Cornwell’s departure was quite high profile, I seem to recall Radio 1’s Newsbeat program making a big reference to it, and it seemed to help this one sell - it stayed in the charts for the best part of a year, and at one point, started to climb back up the charts, eventually hitting the number 4 spot.
“Golden Brown”, from the EMI days, was reissued as a single by Epic in 1991 to coincide, whilst a remixed version of “Always The Sun” was also issued at the end of 90 - note also that a limited edition CD version of this release replaced the remix with a live recording from Cornwell’s last ever gig. Limited edition copies of the album appeared as a picture CD edition, shrink-wrapped with the CD booklet inlay removed and placed behind the CD case, but how many of these still exist “untouched” is open to question.

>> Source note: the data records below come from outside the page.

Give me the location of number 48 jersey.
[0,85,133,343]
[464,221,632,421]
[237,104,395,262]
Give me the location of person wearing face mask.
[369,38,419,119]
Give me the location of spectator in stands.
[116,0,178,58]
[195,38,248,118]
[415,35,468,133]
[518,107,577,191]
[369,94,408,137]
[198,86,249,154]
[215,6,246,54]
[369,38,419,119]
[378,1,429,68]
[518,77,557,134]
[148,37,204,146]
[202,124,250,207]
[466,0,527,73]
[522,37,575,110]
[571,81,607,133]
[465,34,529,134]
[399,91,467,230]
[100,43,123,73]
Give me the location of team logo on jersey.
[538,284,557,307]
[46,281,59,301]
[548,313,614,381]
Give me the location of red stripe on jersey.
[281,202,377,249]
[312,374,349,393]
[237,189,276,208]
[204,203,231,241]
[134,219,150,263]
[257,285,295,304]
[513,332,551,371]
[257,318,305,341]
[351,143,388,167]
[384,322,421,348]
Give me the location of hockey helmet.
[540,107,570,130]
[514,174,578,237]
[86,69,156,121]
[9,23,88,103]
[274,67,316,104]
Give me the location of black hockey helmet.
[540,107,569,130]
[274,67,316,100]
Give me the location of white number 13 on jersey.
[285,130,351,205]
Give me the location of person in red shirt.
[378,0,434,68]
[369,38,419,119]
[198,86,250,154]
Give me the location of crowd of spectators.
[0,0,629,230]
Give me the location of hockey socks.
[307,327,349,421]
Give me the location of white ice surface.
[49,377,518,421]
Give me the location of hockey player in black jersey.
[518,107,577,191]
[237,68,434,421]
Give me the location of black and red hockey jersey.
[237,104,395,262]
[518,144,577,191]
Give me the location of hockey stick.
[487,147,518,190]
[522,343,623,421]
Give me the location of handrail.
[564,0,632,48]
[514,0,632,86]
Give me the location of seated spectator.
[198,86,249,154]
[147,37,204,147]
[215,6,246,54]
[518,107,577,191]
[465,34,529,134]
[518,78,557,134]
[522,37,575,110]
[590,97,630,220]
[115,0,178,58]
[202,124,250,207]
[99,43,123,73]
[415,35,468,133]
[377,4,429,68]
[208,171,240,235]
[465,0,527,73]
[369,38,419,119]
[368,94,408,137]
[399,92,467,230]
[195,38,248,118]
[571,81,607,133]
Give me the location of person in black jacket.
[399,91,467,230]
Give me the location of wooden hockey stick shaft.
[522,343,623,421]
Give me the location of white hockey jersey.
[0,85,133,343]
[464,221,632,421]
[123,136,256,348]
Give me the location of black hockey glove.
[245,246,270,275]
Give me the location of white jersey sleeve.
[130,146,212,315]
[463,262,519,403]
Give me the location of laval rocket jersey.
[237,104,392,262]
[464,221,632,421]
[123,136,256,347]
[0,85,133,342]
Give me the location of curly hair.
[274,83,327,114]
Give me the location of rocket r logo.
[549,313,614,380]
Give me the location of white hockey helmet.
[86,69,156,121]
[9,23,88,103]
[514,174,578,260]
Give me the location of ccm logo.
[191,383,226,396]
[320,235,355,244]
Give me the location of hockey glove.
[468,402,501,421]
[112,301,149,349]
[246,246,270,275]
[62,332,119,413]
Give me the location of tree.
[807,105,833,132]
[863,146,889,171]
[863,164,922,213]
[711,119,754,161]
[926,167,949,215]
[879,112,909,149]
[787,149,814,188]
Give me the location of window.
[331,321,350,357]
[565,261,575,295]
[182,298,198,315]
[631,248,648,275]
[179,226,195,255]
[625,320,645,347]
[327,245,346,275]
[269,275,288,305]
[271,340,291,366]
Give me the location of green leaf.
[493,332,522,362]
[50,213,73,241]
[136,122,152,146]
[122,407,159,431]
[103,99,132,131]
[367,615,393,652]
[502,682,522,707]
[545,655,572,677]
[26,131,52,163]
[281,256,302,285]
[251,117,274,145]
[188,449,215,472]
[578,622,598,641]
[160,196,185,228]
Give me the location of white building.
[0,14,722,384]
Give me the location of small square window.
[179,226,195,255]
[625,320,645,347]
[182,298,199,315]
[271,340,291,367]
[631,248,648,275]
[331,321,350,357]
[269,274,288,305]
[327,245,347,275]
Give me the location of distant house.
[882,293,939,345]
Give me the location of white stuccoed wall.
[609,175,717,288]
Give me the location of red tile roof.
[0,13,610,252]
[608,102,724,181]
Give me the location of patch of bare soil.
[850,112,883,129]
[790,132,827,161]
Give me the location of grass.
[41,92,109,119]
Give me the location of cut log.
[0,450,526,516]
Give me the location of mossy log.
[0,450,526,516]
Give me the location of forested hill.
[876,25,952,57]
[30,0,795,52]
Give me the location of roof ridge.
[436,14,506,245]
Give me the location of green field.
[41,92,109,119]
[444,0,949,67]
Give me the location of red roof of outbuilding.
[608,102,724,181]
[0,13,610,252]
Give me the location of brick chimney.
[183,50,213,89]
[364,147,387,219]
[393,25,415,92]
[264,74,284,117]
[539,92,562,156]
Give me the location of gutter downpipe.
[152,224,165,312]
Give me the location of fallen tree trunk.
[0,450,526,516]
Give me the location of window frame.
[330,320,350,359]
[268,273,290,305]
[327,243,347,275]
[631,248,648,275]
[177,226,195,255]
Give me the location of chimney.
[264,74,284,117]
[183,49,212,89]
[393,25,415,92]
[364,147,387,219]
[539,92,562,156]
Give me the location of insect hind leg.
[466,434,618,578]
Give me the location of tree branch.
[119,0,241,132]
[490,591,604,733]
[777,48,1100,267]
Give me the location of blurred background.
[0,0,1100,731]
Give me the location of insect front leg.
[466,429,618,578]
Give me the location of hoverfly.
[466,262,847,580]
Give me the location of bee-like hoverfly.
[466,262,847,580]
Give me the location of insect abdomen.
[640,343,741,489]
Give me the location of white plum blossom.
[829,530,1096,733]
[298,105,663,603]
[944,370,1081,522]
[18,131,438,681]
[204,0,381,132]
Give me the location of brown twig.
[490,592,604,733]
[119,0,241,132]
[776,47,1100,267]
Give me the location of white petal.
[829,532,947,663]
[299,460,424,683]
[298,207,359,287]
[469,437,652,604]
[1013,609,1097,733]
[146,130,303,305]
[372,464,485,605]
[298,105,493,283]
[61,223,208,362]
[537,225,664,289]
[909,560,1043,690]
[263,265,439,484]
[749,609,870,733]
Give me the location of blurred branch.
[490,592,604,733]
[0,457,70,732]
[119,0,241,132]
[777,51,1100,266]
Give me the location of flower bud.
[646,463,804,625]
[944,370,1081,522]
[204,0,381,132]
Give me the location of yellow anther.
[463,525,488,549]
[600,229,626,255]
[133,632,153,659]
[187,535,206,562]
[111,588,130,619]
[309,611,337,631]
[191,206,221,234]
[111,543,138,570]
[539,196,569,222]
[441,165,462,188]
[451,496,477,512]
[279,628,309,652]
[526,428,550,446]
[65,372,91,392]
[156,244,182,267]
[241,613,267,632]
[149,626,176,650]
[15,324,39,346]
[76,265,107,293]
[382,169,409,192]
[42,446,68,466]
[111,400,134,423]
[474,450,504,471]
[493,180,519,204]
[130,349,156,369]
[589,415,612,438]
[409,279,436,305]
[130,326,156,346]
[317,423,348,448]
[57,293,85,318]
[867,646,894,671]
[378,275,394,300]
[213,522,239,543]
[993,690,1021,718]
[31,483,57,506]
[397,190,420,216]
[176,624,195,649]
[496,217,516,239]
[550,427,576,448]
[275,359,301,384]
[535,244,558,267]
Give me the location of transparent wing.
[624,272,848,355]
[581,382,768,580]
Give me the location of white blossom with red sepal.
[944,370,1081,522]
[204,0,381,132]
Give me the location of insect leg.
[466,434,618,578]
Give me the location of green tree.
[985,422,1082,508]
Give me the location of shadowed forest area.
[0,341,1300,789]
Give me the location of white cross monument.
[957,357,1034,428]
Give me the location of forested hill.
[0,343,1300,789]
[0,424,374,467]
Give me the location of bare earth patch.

Attempting to squeeze 13 years of hits into a 50 minute LP was never going to work, so the set fell quite short of ticking all the boxes. Several singles that were never originally on a studio LP appeared - “Walk On By”, “Strange Little Girl”, “All Day And All Of The Night” - but many more were missing. Some of the latter period songs were edited - the edits are barely noticeable when compared to the LP, but I am reliably informed that “Nice In Nice”, “Always The Sun”, “Big In America” and “96 Tears” were all affected, the first three of these thus making their debut on CD.
Track listing: Peaches/Something Better Change/No More Heroes/Walk On By/Duchess/Golden Brown/Strange Little Girl/European Female/Skin Deep/Nice In Nice (Edit)/Always The Sun (Edit)/Big In America (Edit)/All Day And All Of The Night (Single Mix)/96 Tears (Edit)/No Mercy
Although “Greatest Hits” was issued as a farewell to Cornwell, it would certainly not be the last collection designed to cover the Mark 1 period of the band. A future blog will look at the compilations that surfaced after the Mark 2 line up had started recording, but which covered material from either the Cornwell and non-Cornwell years, or both.